AHA Letter to FDA on AI-enabled Medical Devices

December 1, 2025

Sara Brenner, M.D., MPH
Principal Deputy Commissioner
U.S. Food and Drug Administration
10903 New Hampshire Ave.
Silver Spring, MD 20993

Submitted Electronically

RE: FDA-2025-N-4203 Request for Public Comment: Measuring and Evaluating Artificial Intelligence-enabled Medical Device Performance in the Real-World

Dear Deputy Commissioner Brenner,

On behalf of our nearly 5,000 member hospitals, health systems and other health care organizations, our clinician partners — including more than 270,000 affiliated physicians, 2 million nurses and other caregivers — and the 43,000 health care leaders who belong to our professional membership groups, the American Hospital Association (AHA) appreciates the opportunity to provide comment on the Food and Drug Administration (FDA) request for public comment regarding the measurement and evaluation of artificial intelligence (AI)-enabled medical devices.

The AHA values the critical role that the FDA plays in ensuring the safety and effectiveness of medical devices, including AI-enabled medical devices. We also appreciate that the FDA is evaluating ways to update and improve review pathways, especially considering the rapid pace of technological advancement for AI-enabled tools. AI-enabled medical devices offer tremendous promise for improved patient outcomes and quality of life. At the same time, they also pose novel challenges — including model bias, hallucinations and model drift — that are not yet fully accounted for in existing medical device frameworks. AI tools are inherently designed to be agile and adaptive, taking in new data points, discerning patterns and continually updating to improve model accuracy. This is especially true for generative AI.

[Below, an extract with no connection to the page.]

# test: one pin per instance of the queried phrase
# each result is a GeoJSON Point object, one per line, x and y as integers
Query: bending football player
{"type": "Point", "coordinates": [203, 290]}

In general, the AHA supports AI policy frameworks that balance flexibility to drive market-based innovations with appropriate safeguards to protect privacy and patient safety. As the FDA considers future policy approaches to measuring and evaluating AI-enabled medical device performance, we encourage the agency to:

  • Pursue risk-based post-deployment measurement and evaluation standards for AI-enabled medical device vendors and developers.
  • Synchronize measurement and evaluation activities with existing frameworks.
  • Align incentives and address infrastructure barriers to measurement and evaluation.

Below are our specific recommendations.

AI Growth and Use in Hospitals and Health Systems

There has been significant growth in applications and use cases for AI in health care, with the majority of the over 1,240 AI-enabled medical devices approved by the FDA receiving approval in just the last three years.1 Similarly, hospitals and health systems have significantly expanded their use of AI applications and continue to identify new AI use cases.

While many AI applications used by hospitals and health systems are administrative in nature (like AI-based revenue cycle and scheduling tools), hospitals also are deploying AI-enabled medical devices to augment care delivery. AI-enabled device and software use is becoming especially prevalent in diagnostic imaging and radiology. By leveraging advanced algorithms and machine learning techniques, AI can quickly identify patterns and anomalies in medical images that might be missed by human examination. For instance, AI can detect subtle changes, otherwise undiscernible by human detection, in tissues through X-rays, MRIs and CT scans, which is crucial for early disease detection.

Pursue Risk-based Post-deployment Measurement and Evaluation Standards for AI-enabled Medical Device Vendors and Developers

Per section 201(h) of the Food, Drug and Cosmetic Act, certain AI applications are considered medical devices if they are “intended for use in the diagnosis of disease or other conditions, or in the cure, mitigation, treatment, or prevention of disease.” For AI-enabled medical devices, the FDA has aligned clearance guidelines with the existing 510k, de novo and pre-market approval processes. Meaning that the clearance process for AI-enabled medical devices is dictated by the level of risk, intended use and indications, just as with other medical devices. The highest risk applications are often life-saving products and require the most stringent review and standard controls. While it makes sense to align the clearance of AI-enabled medical devices with this existing framework, there are some gaps for post-deployment evaluation.

The potential for bias, hallucinations and model drift demonstrates the need for measurement and evaluation after deployment. The FDA should update adverse reporting mechanisms to provide a more nuanced approach for the unique factors that impact the model integrity of AI-enabled medical devices. While manufacturers are required to report adverse events through the Manufacturer and User Facility Device Experience tool as part of the Medical Device Reporting program, the existing reporting variables do not include details on AI-specific risks. For example, the reporting tool simply has categories for malfunctions, injury or death. The agency could consider adding reporting variables for algorithmic stability and when there is a shift between training data and the real-world population served. Conducting these data comparisons can help to identify AI drift over time.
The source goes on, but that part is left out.